British artist Tom Young and his wife were taking a stroll through Gemmayze’s back streets when he caught a whiff of the sweet scent of jasmine. As he stopped to smell the flowers, he was struck by an “absolutely beautiful” villa that stood before him. Jaded by the traditional white cube galleries in which he was exhibiting his work, he had been looking for a new space to hang his art, and he knew this building was it.
From that New Year’s day five months ago, the long neglected “Villa Paradiso” was given a breath of new life due to an uncanny confluence of Young’s inspiration and a family’s vision. The classic villa dates back to the turn of the last century, though it was a dilapidated façade forgotten under the shadows of surrounding tower blocks in the heart of Gemmayze until recently.
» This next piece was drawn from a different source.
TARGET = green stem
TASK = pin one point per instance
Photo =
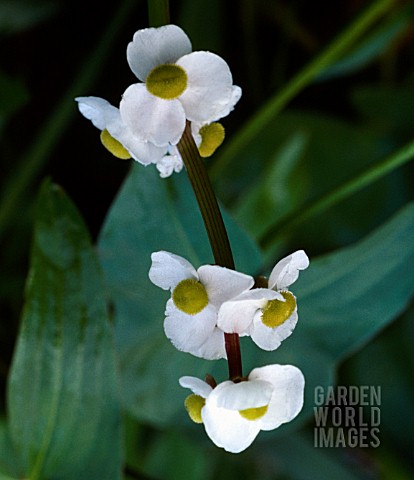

It opened its doors on May 30 as a thriving arts and cultural center that tells of Beirut’s eras past.
A match made in heritage
“Our heritage is [like] our skin; we don’t want to peel it off and replace it with a new skin. It is very important that these elements of our culture are shown to the public and not left to disappear or even be sold away,” said Remi Feghali, a member of the family that owns the building. He is the architect overseeing its restoration and renovation.
When Young contacted the Feghali family, a relationship was forged that, in the words of Remi Feghali, “we… completed one another’s vision.” The Feghalis are active in preservation and own a handful of heritage properties.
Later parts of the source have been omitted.